Dear Editor:
Hyperglycemia is more common in patients being treated with an antipsychotic than in the general population.1 However, hypoglycemia is also a severe complication of antipsychotic treatment.2 Moreover, recent research indicates that use of antipsychotic drugs by older patients with diabetes is associated with an increased risk of hypoglycemia.3 While several cases of antipsychotic-induced hypoglycemia have been reported, its mechanism is not completely understood.4,5 Here, we report an elderly patient with diabetes and severe hypoglycemia we believe was caused by tiapride, a pure dopamine D2 receptor antagonist. We discuss the role of D2 receptors on glucose regulation.
Case presentation. A 75-year-old Japanese woman with a 20-year history of diabetes was transferred to our emergency department for loss of consciousness. According to her attending physician, she recently had an HbA1c of 7.4 percent and was treated with glimepiride (sulfonylurea) 1mg/day. She had never experienced hypoglycemia before. The corroborative history from her family members revealed that she believed her spouse was being unfaithful, which was based on incorrect inferences supported by dubious evidence. As a result, she was diagnosed with delusional psychosis at a mental clinic, and was treated with tiapride 75mg/day for two weeks. On arrival to our emergency department, she was in a deep coma, and her plasma glucose level was 15mg/dL. Fortunately, she was successfully treated with rapid glucose infusion without any neurological deficits. Her insulin/glucose ratio at the time of the deep coma was 0.43 (normal <0.25), indicating the possibility of hyperinsulinemia.6 After the discontinuation of tiapride, she did not experience another hypoglycemic event.
Discussion. Hypoglycemia in patients with diabetes is the result of a complex interaction between hyperinsulinemia and compromised physiologic and behavioral responses. Several factors can cause hypoglycemia in patients with diabetes, including skipping a meal, exercising harder than usual, alcohol consumption, stress, and infections, none of which were seen in our patient. Hypoglycemia may also result from taking sulfonylurea with some drugs, such as salicylates, beta-blockers, levofloxacin, and antihyperlipidemics.7
We believe tiapride may have caused the hypoglycemia in our patient because the attack occurred suddenly after the addition of tiapride to glimepiride. The tiapride did not enhance or diminish the anti-diabetic effect of sulfonylurea.8
Plasma concentrations of glucose and insulin are usually tightly linked, and alterations in glucose may result in rapid alteration of insulin in an attempt to bring glucose back to normal. A fall in blood glucose is normally rapidly detected, and counter-regulatory mechanisms are recruited to restore normoglycemia.9 D2 receptors are expressed in pancreatic beta-cells and seem to be important for this counter-regulation. Some in-vivo studies have suggested that stimulation of the pancreatic D2 receptors inhibits insulin release, and the inhibitory effect on insulin secretion is reverted by the addition of D2 receptor antagonists.10 Moreover, mutant mice lacking D2 receptors have been shown to have abnormal insulin secretion.11 When administering D2 receptor antagonists, counter-regulatory mechanisms on glucose regulation may not work.

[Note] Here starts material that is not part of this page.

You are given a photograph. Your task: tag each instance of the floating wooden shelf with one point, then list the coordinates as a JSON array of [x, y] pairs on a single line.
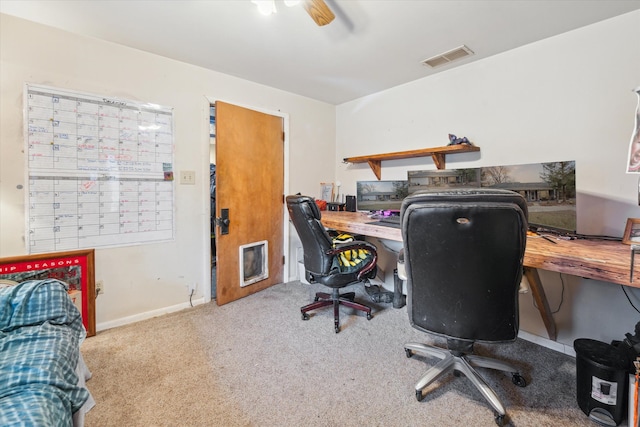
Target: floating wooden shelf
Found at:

Tiapride has a potent antagonistic effect on D2 receptors. Therefore, in our patient, these counter-regulatory mechanisms may not have worked, resulting in continuous insulin release even with normal or low glucose levels. Consequently, severe hypoglycemia occurred by mismatch between glucose levels and insulin secretion.
Conclusion. Glucose levels should be monitored closely after the initiation of D2 receptor antagonists, such as tapride, in patients with diabetes. The importance of D2 receptors in central nervous system function is well known, but its effects on glucose homeostasis and pancreatic beta-cell function are not well understood. Further studies on the role D2 receptors play in glucose regulation are needed. Antipsychotics may cause metabolic dysregulation, which can result not only in hyperglycemia but also in hypoglycemia, as was seen in our patient.
With regard,
Takahiko Nagamine, MD, PhD
Sunlight Brain Research Center, Hofu
City, Yamaguchi, Japan
Footnotes
Funding/Financial Disclosures.: No funding was received for the preparation of this article. The author has no conflicts of interest relevant to the content of this letter.